Both the public works spending and the money for state budget shortfalls have come straight from Barack Obama’s economic stimulus proposal. His website states that he would include a “$25 billion State Growth Fund to prevent state and local cuts in health, education, housing, and heating assistance or counterproductive increases in property taxes, tolls or fees” and “$25 billion in a Jobs and Growth Fund to prevent cutbacks in road and bridge maintenance and fund school repair – all to save more than 1 million jobs in danger of being cut.”
Unlike what is being talked about by congressional Democrats, Obama’s stimulus proposal includes a provision to help it pay for itself. He calls for enacting a “windfall profits tax on excessive oil company profits” in order to make back some of the money that will be spent stimulating the economy. So far, Democrats have not proposed a plan to pay for the $150 billion in new spending they are calling for in their stimulus package. When the bill comes up for consideration in November, this will probably be a major sticking point with both Republicans and the fiscally conservative Blue Dog Democrats.
Obama’s plan also calls for another round of tax rebates, which some reports suggest will be included in the Democrats’ stimulus bill while others do not. We’ll be updating as more details are released.
UPDATE: From The Hill:
>House Democratic leaders on Monday announced a broad economic recovery package aimed at the middle class that they say needs to be enacted in the wake of the Wall Street rescue bill.

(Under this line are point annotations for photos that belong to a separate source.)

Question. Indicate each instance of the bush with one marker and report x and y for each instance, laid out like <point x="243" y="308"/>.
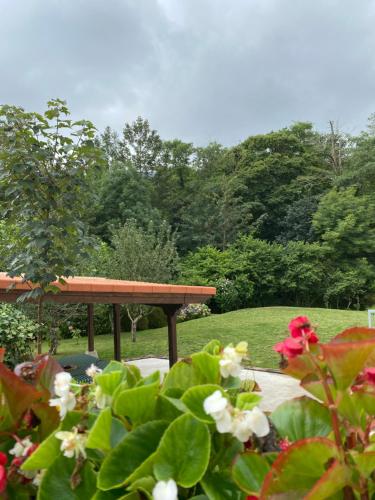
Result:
<point x="17" y="334"/>
<point x="193" y="311"/>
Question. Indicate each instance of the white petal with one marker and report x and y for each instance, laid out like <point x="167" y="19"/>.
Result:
<point x="165" y="490"/>
<point x="215" y="403"/>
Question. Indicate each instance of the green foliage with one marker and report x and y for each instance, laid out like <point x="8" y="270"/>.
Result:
<point x="44" y="161"/>
<point x="17" y="334"/>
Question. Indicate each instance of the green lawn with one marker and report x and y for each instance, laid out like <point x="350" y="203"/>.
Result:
<point x="261" y="328"/>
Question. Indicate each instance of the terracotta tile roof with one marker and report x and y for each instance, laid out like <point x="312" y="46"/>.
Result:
<point x="92" y="285"/>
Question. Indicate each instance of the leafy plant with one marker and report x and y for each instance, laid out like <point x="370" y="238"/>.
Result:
<point x="17" y="334"/>
<point x="135" y="437"/>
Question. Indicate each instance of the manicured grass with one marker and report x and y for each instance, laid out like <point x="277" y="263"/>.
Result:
<point x="260" y="327"/>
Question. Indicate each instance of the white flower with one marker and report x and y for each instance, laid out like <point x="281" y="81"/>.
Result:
<point x="165" y="490"/>
<point x="62" y="383"/>
<point x="219" y="408"/>
<point x="73" y="443"/>
<point x="64" y="404"/>
<point x="230" y="363"/>
<point x="258" y="421"/>
<point x="21" y="447"/>
<point x="241" y="428"/>
<point x="101" y="399"/>
<point x="93" y="370"/>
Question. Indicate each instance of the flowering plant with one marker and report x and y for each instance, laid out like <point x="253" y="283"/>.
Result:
<point x="132" y="437"/>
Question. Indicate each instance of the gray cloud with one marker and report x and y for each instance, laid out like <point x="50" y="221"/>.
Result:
<point x="200" y="70"/>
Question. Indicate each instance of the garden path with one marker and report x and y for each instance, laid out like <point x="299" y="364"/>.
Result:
<point x="276" y="387"/>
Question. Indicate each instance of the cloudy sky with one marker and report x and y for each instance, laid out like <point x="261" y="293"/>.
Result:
<point x="199" y="70"/>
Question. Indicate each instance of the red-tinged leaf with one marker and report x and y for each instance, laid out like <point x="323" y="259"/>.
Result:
<point x="18" y="394"/>
<point x="355" y="334"/>
<point x="347" y="359"/>
<point x="300" y="366"/>
<point x="296" y="470"/>
<point x="331" y="482"/>
<point x="365" y="462"/>
<point x="249" y="471"/>
<point x="49" y="418"/>
<point x="366" y="400"/>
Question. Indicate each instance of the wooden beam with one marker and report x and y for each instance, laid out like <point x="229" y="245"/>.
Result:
<point x="171" y="311"/>
<point x="90" y="328"/>
<point x="117" y="331"/>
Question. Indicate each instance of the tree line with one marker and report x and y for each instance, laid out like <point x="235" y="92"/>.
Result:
<point x="282" y="218"/>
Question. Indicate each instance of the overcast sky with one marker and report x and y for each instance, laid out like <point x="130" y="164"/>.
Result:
<point x="198" y="70"/>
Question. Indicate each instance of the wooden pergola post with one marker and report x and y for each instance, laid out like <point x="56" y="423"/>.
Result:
<point x="90" y="328"/>
<point x="171" y="312"/>
<point x="117" y="331"/>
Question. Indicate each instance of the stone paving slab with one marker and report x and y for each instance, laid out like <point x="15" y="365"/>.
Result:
<point x="276" y="388"/>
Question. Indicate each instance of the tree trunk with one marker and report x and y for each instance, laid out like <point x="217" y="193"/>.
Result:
<point x="134" y="329"/>
<point x="40" y="318"/>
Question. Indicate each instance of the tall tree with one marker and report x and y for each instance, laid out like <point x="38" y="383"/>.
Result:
<point x="142" y="255"/>
<point x="44" y="160"/>
<point x="141" y="146"/>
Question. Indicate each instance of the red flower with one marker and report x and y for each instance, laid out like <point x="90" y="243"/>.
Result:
<point x="3" y="478"/>
<point x="31" y="449"/>
<point x="370" y="375"/>
<point x="284" y="444"/>
<point x="289" y="347"/>
<point x="301" y="327"/>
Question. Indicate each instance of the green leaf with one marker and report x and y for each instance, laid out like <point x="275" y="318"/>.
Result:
<point x="249" y="471"/>
<point x="194" y="398"/>
<point x="100" y="435"/>
<point x="206" y="367"/>
<point x="56" y="481"/>
<point x="301" y="418"/>
<point x="347" y="359"/>
<point x="219" y="486"/>
<point x="136" y="446"/>
<point x="137" y="403"/>
<point x="247" y="400"/>
<point x="181" y="376"/>
<point x="49" y="449"/>
<point x="177" y="455"/>
<point x="299" y="468"/>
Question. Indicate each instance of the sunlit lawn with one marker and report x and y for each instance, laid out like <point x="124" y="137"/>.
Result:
<point x="261" y="328"/>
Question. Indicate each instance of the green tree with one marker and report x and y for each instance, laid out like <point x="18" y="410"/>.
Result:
<point x="345" y="222"/>
<point x="142" y="255"/>
<point x="44" y="161"/>
<point x="141" y="146"/>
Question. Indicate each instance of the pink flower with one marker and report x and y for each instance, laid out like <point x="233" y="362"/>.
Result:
<point x="370" y="375"/>
<point x="301" y="327"/>
<point x="290" y="347"/>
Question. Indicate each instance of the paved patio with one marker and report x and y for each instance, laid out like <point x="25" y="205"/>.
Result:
<point x="275" y="387"/>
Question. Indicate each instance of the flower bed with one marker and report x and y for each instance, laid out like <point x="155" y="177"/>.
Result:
<point x="197" y="434"/>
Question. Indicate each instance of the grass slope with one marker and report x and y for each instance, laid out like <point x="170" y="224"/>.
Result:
<point x="260" y="327"/>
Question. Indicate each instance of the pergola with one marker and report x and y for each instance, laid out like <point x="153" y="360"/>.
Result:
<point x="90" y="291"/>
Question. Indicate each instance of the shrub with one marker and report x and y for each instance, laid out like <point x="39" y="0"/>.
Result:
<point x="17" y="334"/>
<point x="193" y="311"/>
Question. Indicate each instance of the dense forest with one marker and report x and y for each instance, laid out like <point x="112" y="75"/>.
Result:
<point x="283" y="218"/>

>House Speaker Nancy Pelosi (D-Calif.) led a meeting of almost a dozen top House Democrats and about as many economists on Monday morning. She said the group coalesced around a general economic recovery package aimed at aiding states, extending unemployment insurance benefits, investing in transportation and infrastructure, and perhaps providing a new round of tax rebate checks.
>Pelosi said the package would be hammered out after various committees hold hearings in the coming weeks, adding that it may well exceed the $61 billion economic stimulus package that the House recently passed. That measure stalled in the Senate.
>“We plan to go forward expeditiously but not hastily,” Pelosi said.
>The Speaker did not answer directly whether or not she will convene a lame-duck session of Congress following the Nov. 4 elections but indicated that it is a possibility.
>“We will have the hearings and we’ll see what they yield,” she said. “We stand ready to take action when we are ready to do so.”
And here’s Pelosi today on the current lack of bipartisan agreement regarding the stimulus package:
>“The last time we did something in a bipartisan way, it seemed to be a largely Republican package with largely Democratic votes,” Pelosi said to reporters.
>“If it is going to happen that way, we might as well write the bill ourselves and do the right thing for the American people.”
>Pelosi said she is ready to work with her GOP colleagues on the package, but so far “what we have gotten from Republicans is rejection.”